Ancor prima, al Foro Traiano, una delle due enormi vasche all’ingresso era riservata ai pesci d’acqua dolce di cui andavano golosi gli antichi Romani, tanto da fare arrivare in carri cisterna il prelibato salmone del Reno. Nell’antichità nelle acque di Bolsena e Bracciano non c’era però ancora il coregone, importato 150 anni fa dalle Alpi. È uno dei pesci d’acqua dolce più venduto, per essere poi cucinato grigliato, in umido col pomodoro oppure al forno con le patate.
L’aceto
Gli altri più comuni sono la carpa (dalla carne grassa che prima di essere cotta va messa in ammollo in acqua e aceto), il persico (attenzione: nei supermercati è comune l’omonimo che arriva dal Lago Vittoria in Africa). Poi il luccio (prevalentemente nel Nord-Est) e ovviamente la trota (quasi sempre di allevamento). Molto comune al Nord è l’agone, una specie di sarda, che alcune famiglie del lago d’Iseo continuano (clandestinamente) a essiccare appendendole al sole ai fili della biancheria.
Dalla tradizione alla innovazione il passaggio è breve quando a farlo sono i grandi chef. Alfio Ghezzi del ristorante Senso di Limone sul Garda ama il pesce d’acqua dolce perché «cresce lentamente nei torrenti e nei laghi alpini, il che rende la carne ben consistente». «Ma attenzione – avverte – richiede cotture millimetriche e tanta passione, altrimenti meglio lasciar perdere».
Nel suo menù c’è un favoloso salmerino alpino in carpione con la salsa agra delle sue uova.
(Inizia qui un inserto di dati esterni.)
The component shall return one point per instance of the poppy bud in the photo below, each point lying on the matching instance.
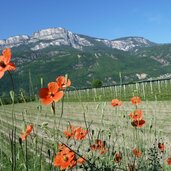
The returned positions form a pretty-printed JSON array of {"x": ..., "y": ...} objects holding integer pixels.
[
  {"x": 49, "y": 152},
  {"x": 20, "y": 141}
]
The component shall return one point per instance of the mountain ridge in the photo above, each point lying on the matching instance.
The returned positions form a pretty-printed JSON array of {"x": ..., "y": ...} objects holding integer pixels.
[
  {"x": 61, "y": 36},
  {"x": 57, "y": 51}
]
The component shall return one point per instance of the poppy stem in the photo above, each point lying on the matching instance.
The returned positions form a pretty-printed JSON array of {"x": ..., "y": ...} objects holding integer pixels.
[
  {"x": 13, "y": 115},
  {"x": 91, "y": 165}
]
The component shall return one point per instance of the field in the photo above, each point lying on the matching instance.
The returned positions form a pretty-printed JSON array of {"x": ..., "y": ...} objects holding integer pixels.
[
  {"x": 122, "y": 127},
  {"x": 96, "y": 114}
]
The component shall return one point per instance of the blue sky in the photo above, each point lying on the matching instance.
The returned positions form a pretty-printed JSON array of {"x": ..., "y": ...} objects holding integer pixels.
[{"x": 108, "y": 19}]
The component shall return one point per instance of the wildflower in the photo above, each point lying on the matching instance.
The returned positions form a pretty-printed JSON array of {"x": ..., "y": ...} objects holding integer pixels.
[
  {"x": 116, "y": 102},
  {"x": 80, "y": 133},
  {"x": 138, "y": 123},
  {"x": 65, "y": 160},
  {"x": 161, "y": 147},
  {"x": 27, "y": 132},
  {"x": 137, "y": 115},
  {"x": 137, "y": 152},
  {"x": 169, "y": 161},
  {"x": 50, "y": 94},
  {"x": 5, "y": 64},
  {"x": 118, "y": 157},
  {"x": 70, "y": 132},
  {"x": 135, "y": 100},
  {"x": 99, "y": 146},
  {"x": 63, "y": 82},
  {"x": 81, "y": 160}
]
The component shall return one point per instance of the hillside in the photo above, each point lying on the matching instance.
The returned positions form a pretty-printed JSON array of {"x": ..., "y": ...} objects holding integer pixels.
[{"x": 56, "y": 51}]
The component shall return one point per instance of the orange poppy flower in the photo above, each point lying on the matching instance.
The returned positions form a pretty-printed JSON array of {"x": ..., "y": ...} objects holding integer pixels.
[
  {"x": 50, "y": 94},
  {"x": 5, "y": 64},
  {"x": 137, "y": 152},
  {"x": 63, "y": 82},
  {"x": 27, "y": 132},
  {"x": 138, "y": 123},
  {"x": 99, "y": 146},
  {"x": 70, "y": 132},
  {"x": 118, "y": 157},
  {"x": 80, "y": 160},
  {"x": 65, "y": 160},
  {"x": 137, "y": 115},
  {"x": 161, "y": 147},
  {"x": 80, "y": 133},
  {"x": 116, "y": 102},
  {"x": 169, "y": 161},
  {"x": 135, "y": 100}
]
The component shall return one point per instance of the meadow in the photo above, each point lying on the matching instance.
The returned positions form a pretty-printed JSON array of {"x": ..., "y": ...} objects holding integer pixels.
[{"x": 123, "y": 127}]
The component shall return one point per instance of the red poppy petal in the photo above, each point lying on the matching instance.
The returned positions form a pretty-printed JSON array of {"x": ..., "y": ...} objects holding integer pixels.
[
  {"x": 46, "y": 101},
  {"x": 7, "y": 55},
  {"x": 10, "y": 66},
  {"x": 53, "y": 87},
  {"x": 1, "y": 74},
  {"x": 58, "y": 96}
]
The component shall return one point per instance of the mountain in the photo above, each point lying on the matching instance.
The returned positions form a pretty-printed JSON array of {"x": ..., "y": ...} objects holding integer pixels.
[
  {"x": 60, "y": 36},
  {"x": 57, "y": 51}
]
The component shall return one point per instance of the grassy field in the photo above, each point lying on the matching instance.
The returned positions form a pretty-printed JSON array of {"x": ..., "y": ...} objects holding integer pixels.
[{"x": 100, "y": 117}]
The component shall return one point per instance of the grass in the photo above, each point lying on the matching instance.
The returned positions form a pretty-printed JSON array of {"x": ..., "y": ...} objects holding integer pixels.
[{"x": 102, "y": 118}]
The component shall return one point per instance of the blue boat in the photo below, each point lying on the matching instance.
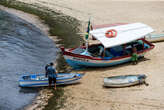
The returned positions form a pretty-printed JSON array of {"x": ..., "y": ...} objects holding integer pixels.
[
  {"x": 124, "y": 80},
  {"x": 38, "y": 80},
  {"x": 115, "y": 47}
]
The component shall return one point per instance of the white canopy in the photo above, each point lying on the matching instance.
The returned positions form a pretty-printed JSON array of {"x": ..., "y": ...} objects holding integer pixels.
[{"x": 125, "y": 34}]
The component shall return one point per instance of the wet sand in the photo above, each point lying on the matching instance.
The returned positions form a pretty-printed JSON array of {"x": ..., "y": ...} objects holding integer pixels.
[{"x": 90, "y": 94}]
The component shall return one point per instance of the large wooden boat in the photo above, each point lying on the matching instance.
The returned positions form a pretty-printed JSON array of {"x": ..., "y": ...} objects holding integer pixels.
[
  {"x": 38, "y": 80},
  {"x": 117, "y": 42}
]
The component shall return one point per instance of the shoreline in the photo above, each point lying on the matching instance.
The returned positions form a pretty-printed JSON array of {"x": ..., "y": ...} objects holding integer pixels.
[
  {"x": 42, "y": 97},
  {"x": 90, "y": 94}
]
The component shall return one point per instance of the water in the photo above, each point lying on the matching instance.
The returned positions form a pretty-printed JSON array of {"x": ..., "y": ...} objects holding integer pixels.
[{"x": 24, "y": 49}]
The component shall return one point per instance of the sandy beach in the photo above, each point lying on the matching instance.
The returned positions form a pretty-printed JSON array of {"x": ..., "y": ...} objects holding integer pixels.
[{"x": 90, "y": 93}]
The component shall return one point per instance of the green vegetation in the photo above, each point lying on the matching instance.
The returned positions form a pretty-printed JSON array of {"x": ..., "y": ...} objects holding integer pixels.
[{"x": 64, "y": 27}]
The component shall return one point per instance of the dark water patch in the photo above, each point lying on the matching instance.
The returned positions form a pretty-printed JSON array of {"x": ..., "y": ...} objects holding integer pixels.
[
  {"x": 64, "y": 27},
  {"x": 24, "y": 49}
]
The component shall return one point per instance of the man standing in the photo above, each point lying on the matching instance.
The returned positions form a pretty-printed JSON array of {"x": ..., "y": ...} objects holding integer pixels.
[{"x": 52, "y": 75}]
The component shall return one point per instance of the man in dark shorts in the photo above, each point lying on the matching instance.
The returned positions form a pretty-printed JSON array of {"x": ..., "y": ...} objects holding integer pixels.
[{"x": 52, "y": 75}]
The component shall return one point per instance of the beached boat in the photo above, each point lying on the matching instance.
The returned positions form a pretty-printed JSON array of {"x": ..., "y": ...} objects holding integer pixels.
[
  {"x": 117, "y": 42},
  {"x": 37, "y": 80},
  {"x": 124, "y": 81}
]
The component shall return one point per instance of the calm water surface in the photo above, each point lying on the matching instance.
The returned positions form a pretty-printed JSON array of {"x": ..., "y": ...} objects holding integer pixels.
[{"x": 24, "y": 49}]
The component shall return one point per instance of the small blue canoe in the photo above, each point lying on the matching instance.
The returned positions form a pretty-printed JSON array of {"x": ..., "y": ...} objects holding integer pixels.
[
  {"x": 124, "y": 80},
  {"x": 38, "y": 80}
]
A proposito, il carpione dà nome alla tecnica perché si ritiene che la semplice bollitura per dieci minuti esalti la delicatezza della carne, sulla quale basta poi aggiungere un filo di olio. “Gente di lago” è il movimento al quale ha dato vita Marco Sacco, due stelle Michelin sul lago di Mergozzo, accanto al più noto Maggiore. «Un tempo – dice Sacco – il pesce d’acqua dolce si mangiava frequentemente, poi l’alta ristorazione si è assoggettata alla moda di capesante e gamberi».
L’ambiente
A spingere gli chef a impegnarsi è la volontà di salvaguardare e valorizzare l’ambiente naturale. «È importante – afferma Sacco – tracciare l’arrivo di pesci non autoctoni, imparare a regimentarli, a utilizzarli in cucina con l’aiuto dei pescatori. Dobbiamo “leggere” il lago in modo dinamico». Un altro protagonista è Leandro Luppi, chef a Malcesine, promotore di Fish & Chef, manifestazione dedicata al pesce d’acqua dolce sul Lago di Garda. Tantissimi i cuochi coinvolti. Tra questi anche Andrea Costantini (che firma la ricetta di oggi) e, provenienti dal Lazio, Antony Genovese del Pagliaccio di Roma, e i fratelli Serva di Rivodruti. «Una volta – racconta Luppi – facevo i soliti piatti, poi mi sono detto: ho 70 chilometri di lago e 40 specie diverse a disposizione, che senso ha non usarle?».